The first week of the X NPT Review Conference was held in New York, during which 9 plenary meetings were held, as well as two meetings in the first committee.
As expected, the first week of the conference was held amid accusations of violation of the “spirit of the treaty” by Russia in connection with its special operation in Ukraine. For example, France has made accusations that Moscow uses nuclear weapons not as a deterrent, but as an instrument of intimidation and coercion. The charges also related to the situation around the Zaporozhnaya NPP, as well as the increased level of combat readiness of the Russian strategic nuclear forces.

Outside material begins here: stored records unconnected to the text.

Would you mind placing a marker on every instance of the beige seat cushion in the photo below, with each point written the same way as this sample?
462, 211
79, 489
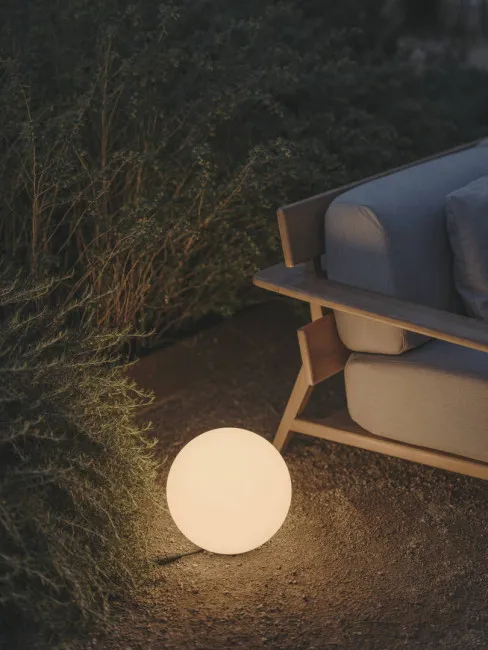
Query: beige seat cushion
434, 396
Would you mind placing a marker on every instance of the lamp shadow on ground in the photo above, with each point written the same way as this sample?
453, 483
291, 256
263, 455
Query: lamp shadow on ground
375, 553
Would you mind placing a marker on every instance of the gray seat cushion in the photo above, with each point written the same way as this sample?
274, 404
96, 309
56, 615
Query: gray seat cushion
435, 396
390, 235
467, 225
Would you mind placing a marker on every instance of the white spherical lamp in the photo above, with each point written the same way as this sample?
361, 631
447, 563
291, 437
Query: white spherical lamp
229, 491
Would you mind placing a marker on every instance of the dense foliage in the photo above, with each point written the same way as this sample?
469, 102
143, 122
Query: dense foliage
147, 145
77, 477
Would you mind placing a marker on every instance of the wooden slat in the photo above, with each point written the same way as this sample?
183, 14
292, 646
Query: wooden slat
301, 224
340, 428
323, 353
434, 323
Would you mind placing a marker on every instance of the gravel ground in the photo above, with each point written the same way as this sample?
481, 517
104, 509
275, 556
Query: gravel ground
376, 553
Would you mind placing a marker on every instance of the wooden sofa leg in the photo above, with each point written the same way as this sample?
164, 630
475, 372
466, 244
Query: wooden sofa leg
298, 400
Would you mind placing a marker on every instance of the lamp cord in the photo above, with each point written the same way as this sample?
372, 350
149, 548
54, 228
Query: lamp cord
167, 559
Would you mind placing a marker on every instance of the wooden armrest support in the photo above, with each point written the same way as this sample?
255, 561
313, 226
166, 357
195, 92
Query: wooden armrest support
435, 323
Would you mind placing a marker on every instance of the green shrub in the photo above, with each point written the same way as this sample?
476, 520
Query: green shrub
147, 145
77, 476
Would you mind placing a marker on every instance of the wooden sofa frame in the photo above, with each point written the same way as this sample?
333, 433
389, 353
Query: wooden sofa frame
301, 227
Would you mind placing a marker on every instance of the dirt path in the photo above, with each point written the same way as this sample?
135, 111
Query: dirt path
376, 553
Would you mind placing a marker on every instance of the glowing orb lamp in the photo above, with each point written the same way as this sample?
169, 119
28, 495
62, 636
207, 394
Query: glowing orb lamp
229, 491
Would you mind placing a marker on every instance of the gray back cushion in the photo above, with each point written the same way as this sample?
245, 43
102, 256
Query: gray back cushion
467, 226
390, 235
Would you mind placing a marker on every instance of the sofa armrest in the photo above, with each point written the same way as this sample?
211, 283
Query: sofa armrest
435, 323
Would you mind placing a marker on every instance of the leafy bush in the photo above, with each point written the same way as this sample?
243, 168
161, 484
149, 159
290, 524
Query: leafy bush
147, 145
76, 474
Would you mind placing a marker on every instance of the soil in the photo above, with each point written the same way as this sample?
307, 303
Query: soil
376, 553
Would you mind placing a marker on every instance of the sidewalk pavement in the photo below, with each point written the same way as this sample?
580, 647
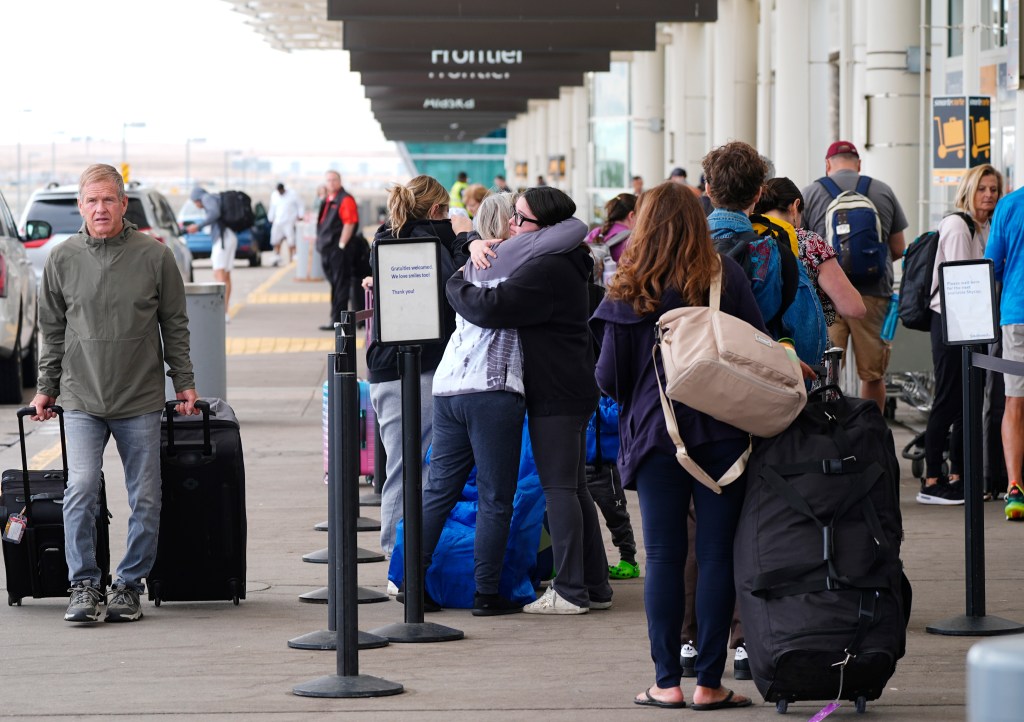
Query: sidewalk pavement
213, 661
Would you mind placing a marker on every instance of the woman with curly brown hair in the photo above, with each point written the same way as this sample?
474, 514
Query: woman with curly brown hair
671, 263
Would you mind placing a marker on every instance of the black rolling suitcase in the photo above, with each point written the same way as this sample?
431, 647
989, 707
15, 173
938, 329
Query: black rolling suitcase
37, 566
820, 584
201, 554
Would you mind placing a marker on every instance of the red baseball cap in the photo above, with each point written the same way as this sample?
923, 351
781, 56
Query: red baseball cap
842, 147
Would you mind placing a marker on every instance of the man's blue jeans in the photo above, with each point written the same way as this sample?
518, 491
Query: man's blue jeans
138, 444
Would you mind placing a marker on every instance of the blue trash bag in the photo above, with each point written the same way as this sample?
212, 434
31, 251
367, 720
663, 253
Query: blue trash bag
609, 432
450, 578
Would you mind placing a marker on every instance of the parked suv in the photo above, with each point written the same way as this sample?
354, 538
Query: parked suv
201, 243
51, 216
18, 349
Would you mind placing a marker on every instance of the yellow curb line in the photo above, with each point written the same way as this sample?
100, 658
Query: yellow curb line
45, 457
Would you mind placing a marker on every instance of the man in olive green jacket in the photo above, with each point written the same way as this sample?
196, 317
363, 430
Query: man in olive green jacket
108, 296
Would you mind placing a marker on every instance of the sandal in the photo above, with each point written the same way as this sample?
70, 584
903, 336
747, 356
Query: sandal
625, 569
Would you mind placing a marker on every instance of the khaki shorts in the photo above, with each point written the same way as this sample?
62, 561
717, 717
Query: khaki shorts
222, 253
1013, 349
871, 352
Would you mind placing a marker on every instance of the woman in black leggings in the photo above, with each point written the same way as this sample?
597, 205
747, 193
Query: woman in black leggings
962, 237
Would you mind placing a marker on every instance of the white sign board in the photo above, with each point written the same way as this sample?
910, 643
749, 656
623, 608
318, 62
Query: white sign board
968, 297
408, 291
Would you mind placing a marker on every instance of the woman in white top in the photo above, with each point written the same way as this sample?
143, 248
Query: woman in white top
962, 237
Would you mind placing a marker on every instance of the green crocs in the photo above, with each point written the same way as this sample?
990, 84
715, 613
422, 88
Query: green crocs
625, 569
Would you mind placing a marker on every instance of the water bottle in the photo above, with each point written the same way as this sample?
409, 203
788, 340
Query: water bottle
609, 269
892, 315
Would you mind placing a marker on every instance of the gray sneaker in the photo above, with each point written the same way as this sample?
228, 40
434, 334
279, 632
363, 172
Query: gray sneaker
84, 604
123, 604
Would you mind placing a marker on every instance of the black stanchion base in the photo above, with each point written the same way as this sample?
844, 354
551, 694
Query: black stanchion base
363, 556
326, 640
964, 626
418, 632
366, 596
372, 499
363, 523
357, 686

However, it is worth noting that not all States supported the Western-led “cancel culture”. Thus, Holy See, as well as representatives of the New Agenda Coalition, called on all nuclear states to lower the level of combat readiness of the deterrent forces (we would like to recall that France also announced an increase in the combat readiness of the naval deterrent forces in March 2022). Representatives of Algeria and Kiribati recalled the consequences of nuclear tests conducted by France, the United Kingdom and the United States on the territory of their countries during the Cold War. The Non-Aligned Movement also noted with regret that some countries have increased their nuclear arsenal since the last conference.
As for the nuclear states, if we discard the accusations related to Ukraine, it can be noted that the statements of the “nuclear troika” (the United States, Great Britain, France) focused on what France called the “minimum agenda”: the need for the entry into force of the CTBT (although the United States is still one of the states that does not who have ratified the treaty), the beginning of negotiations on an FMCT, strengthening verification measures and reducing nuclear risks. In addition, the United States expressed readiness to resume a dialogue on strategic stability with Russia. The United Kingdom, whose representative began his statement with an appeal to the Ukrainian representative, tried to justify the buildup of its nuclear arsenal by “the deteriorating international environment.”

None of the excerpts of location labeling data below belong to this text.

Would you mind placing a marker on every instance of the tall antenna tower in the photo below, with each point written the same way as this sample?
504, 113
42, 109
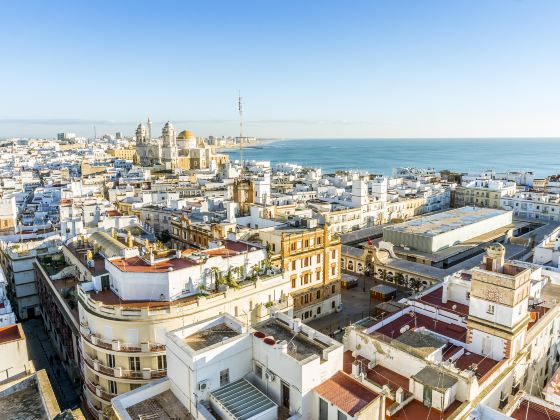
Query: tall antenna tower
240, 107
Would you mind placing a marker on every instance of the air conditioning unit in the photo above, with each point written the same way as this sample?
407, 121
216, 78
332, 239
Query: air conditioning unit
270, 376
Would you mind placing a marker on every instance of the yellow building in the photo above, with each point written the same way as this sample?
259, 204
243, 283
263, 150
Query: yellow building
310, 258
125, 153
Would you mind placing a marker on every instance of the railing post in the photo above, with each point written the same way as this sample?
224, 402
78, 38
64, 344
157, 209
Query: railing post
116, 345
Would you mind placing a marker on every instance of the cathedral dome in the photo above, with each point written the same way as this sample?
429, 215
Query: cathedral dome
185, 135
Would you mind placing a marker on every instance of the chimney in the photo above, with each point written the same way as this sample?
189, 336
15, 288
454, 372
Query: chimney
399, 395
356, 369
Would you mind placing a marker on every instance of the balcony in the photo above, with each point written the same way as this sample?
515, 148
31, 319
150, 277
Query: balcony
98, 391
118, 345
118, 372
95, 412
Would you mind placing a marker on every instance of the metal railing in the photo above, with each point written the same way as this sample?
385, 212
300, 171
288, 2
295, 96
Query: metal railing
97, 390
118, 372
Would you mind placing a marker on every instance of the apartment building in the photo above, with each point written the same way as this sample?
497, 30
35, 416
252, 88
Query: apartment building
533, 205
17, 261
278, 368
310, 257
483, 337
482, 193
149, 291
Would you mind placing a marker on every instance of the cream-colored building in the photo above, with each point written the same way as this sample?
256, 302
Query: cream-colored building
483, 193
171, 151
147, 292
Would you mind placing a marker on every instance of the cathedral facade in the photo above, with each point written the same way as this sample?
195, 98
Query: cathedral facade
170, 151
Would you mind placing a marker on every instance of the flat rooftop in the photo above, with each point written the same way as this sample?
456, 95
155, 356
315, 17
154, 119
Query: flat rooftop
300, 347
530, 410
108, 297
242, 400
480, 364
438, 223
10, 333
210, 336
393, 328
164, 406
434, 299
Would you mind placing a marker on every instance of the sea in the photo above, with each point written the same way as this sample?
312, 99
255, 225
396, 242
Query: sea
380, 156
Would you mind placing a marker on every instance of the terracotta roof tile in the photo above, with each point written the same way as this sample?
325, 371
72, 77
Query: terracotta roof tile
346, 393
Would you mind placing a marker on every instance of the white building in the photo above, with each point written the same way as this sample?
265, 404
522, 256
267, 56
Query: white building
277, 369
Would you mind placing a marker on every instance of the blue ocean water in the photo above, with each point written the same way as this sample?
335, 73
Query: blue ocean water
542, 156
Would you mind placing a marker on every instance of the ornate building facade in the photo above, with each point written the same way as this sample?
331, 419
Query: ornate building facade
182, 151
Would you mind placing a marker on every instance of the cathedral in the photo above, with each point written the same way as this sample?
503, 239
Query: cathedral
169, 151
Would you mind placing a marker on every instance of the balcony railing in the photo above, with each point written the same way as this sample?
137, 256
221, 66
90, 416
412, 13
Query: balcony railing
118, 372
94, 411
97, 390
117, 345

Russia and China, in turn, drew attention to the unscrupulous compliance with the NPT by the nuclear troika. Russia called the involvement of Great Britain and France in multilateral disarmament negotiations a “priority”, and also expressed disagreement that verification of disarmament for some powers is becoming a “panacea for all problems”: “We are convinced that verification procedures cannot be considered in isolation from specific arms reduction and limitation agreements and must be consistent with the subject matter and scope of the limitations contained therein,” the Russian representative said, speaking at a meeting of the first committee on August 5.
China, in turn, accused Western countries of promoting “double standards” in the field of nonproliferation, referring to the supply of nuclear submarines to Australia within the framework of AUKUS. China also stated that “any attempt to replicate the NATO’s nuclear sharing model in the Asia-Pacific region would undermine regional strategic stability and would be firmly opposed by the countries in the region and, when necessary, face severe countermeasures .”
All members of the “nuclear five” in their statements confirmed the Gorbachev-Reagan formula that there can be no winners in a nuclear war and it should never be unleashed.
The statements of the coalitions attracted particular attention. The Non-Aligned Movement, ASEAN, and the Nonproliferation and Disarmament Initiative came out with more moderate positions in the field of disarmament, while the African Union openly called on the conference participants to sign and ratify the NWFZ. Traditionally, an important place in the statements of other coalitions was occupied by the issues of the humanitarian consequences of the use of nuclear weapons, verification measures, reduction of nuclear risks, and the creation of a nuclear security zone in the Middle East.
A press conference of the CTBTO Executive Secretary Robert Floyd was also held on Friday, August 5. Floyd stressed that despite the fact that the treaty has not entered into force, it continues to play an important role in the field of non-proliferation and disarmament. “We have gone from more than 2,000 nuclear tests conducted between 1945 and 1996 to less than 12 tests conducted since the signing of the treaty,” said R. Floyd. Within the framework of the organization, a modern nuclear test monitoring system was created, which includes about 300 new installations. In addition, during the existence of the treaty, the CTBTO has created a solid data and research base that is available to all parties to the treaty for civil and scientific purposes, and has also developed a tsunami warning system.
In general, despite the tense international situation, almost all participants expressed their willingness to cooperate and hope for a successful conclusion of the conference.
In general, despite the tense international situation, all participants expressed their willingness to cooperate and hope for a success of the conference. The meetings of the Second and Third Committees are to begin today. PIR Center will continue to monitor the progress of the conference and publish reviews of plenary meetings and side-events.